LightReader

Chapter 13 - The Bridge at Twilight

The road bent sharply to the left and began to descend, following the contour of a small valley. The sound of running water reached me before I saw it — a low murmur, steady and calm, like someone whispering to themselves. The air changed too; it grew cooler, carrying the scent of wet stone and distant rain.

When the trees parted, I saw the bridge. It stretched across a narrow river, made of weathered stone, its arches mirrored perfectly in the still water below. Moss grew thick along its edges, and small white flowers had taken root in the cracks. It looked old — older than the road that led to it — as if it had been standing there long before travelers like me found reasons to cross.
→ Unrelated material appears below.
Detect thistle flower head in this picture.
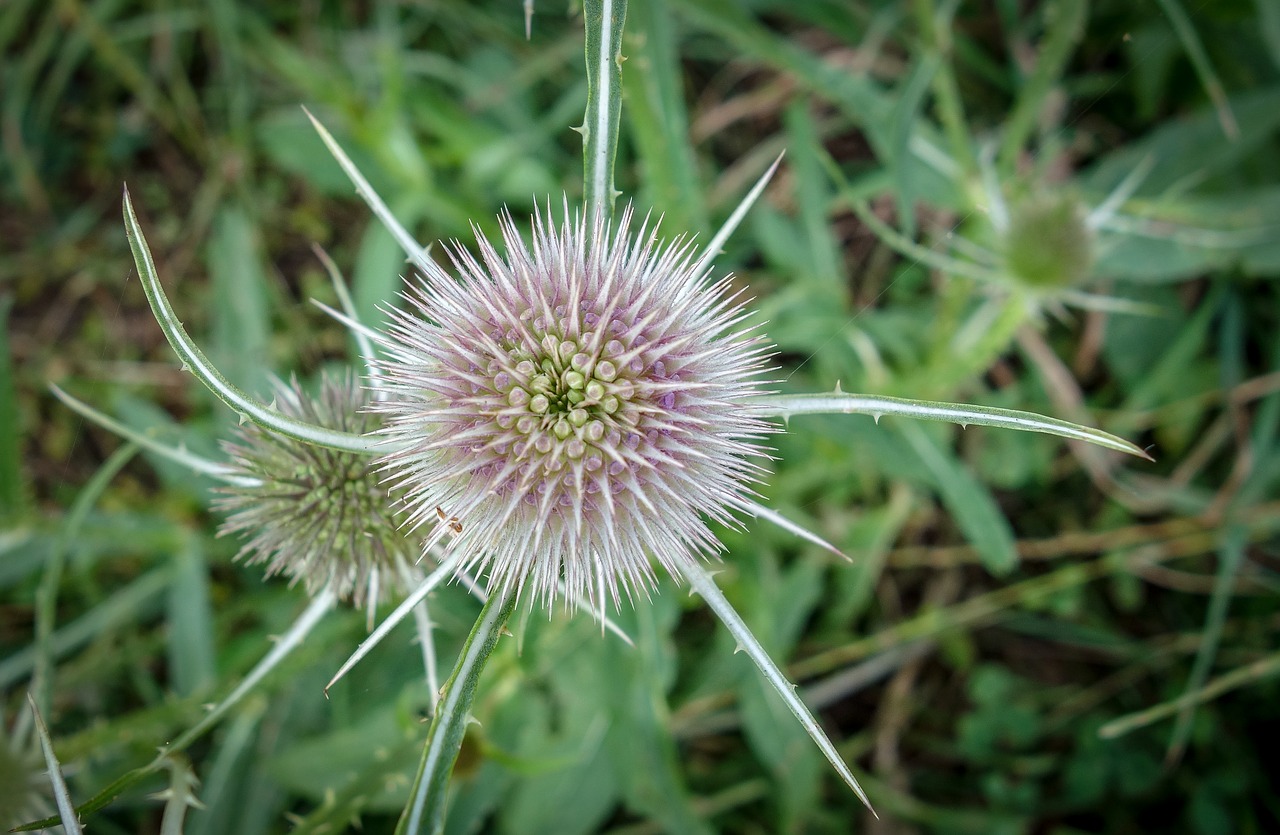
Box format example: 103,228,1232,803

The last of the sunlight was spilling across the valley, soft and diffused, turning the water into glass. The sky was beginning to shift — the pale blue of afternoon giving way to the faint bruising of dusk. A flock of egrets rose suddenly from the reeds, their wings flashing white against the deepening colors.

I stopped at the beginning of the bridge. The stone felt cool beneath my hand. Lichen traced faint, ghostly patterns across its surface — maps that led nowhere, stories that had lost their words. A small stream trickled down one side, dripping into the river with rhythmic persistence.

I stepped onto the bridge slowly, feeling the echo of my footsteps spread outward. The sound was hollow, steady, comforting. Halfway across, I paused to look down. The river moved lazily, its surface breaking only where fish rose to catch insects. Every ripple distorted the bridge's reflection, blending stone and water until neither seemed entirely real.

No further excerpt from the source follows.